Exploring alternatives to the Hamiltonian calculation of the Ashtekar-Olmedo-Singh black hole solution

TL;DR

This paper reevaluates the Hamiltonian formulation of the Ashtekar-Olmedo-Singh black hole model, proposing a more general approach to quantum geometry parameters and analyzing its implications.

Contribution

It introduces a new Hamiltonian formalism where quantum geometry parameters are treated as true constants of motion, considering their contributions from different phase space sectors.

Findings

New Hamiltonian formalism proposed

Parameters treated as constants of motion

Reconciliation with previous results discussed

Abstract

In this article, we reexamine the derivation of the dynamical equations of the Ashtekar-Olmedo-Singh black hole model in order to determine whether it is possible to construct a Hamiltonian formalism where the parameters that regulate the introduction of quantum geometry effects are treated as true constants of motion.
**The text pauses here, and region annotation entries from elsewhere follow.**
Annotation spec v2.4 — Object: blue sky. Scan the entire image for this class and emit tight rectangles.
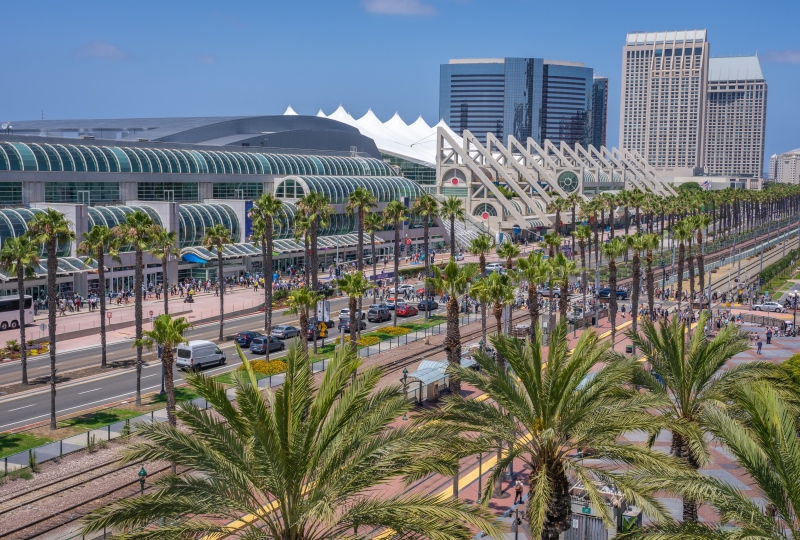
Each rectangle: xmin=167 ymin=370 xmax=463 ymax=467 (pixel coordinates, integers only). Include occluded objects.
xmin=0 ymin=0 xmax=800 ymax=159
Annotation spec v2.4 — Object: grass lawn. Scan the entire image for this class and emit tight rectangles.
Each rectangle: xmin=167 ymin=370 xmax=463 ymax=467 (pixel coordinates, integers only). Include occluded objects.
xmin=58 ymin=409 xmax=142 ymax=431
xmin=0 ymin=433 xmax=53 ymax=457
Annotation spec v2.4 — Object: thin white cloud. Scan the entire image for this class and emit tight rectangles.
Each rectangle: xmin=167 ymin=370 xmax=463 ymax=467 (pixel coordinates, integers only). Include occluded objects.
xmin=761 ymin=49 xmax=800 ymax=64
xmin=364 ymin=0 xmax=436 ymax=15
xmin=75 ymin=41 xmax=128 ymax=60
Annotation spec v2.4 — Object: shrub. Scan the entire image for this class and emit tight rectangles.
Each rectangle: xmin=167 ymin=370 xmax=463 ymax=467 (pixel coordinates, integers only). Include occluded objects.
xmin=239 ymin=360 xmax=286 ymax=375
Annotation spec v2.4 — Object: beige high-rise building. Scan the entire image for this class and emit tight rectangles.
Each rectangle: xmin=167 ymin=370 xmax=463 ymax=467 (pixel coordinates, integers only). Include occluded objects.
xmin=619 ymin=30 xmax=709 ymax=176
xmin=705 ymin=56 xmax=767 ymax=177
After arguing that these parameters should capture contributions from two distinct sectors of the phase space that had been considered independent in previous analyses in the literature, we proceed to obtain the corresponding equations of motion and analyze the consequences of this more general choice. We restrict our discussion exclusively to these dynamical issues. We also investigate whether the proposed procedure can be reconciled with the results of Ashtekar, Olmedo, and Singh, at least in some appropriate limit.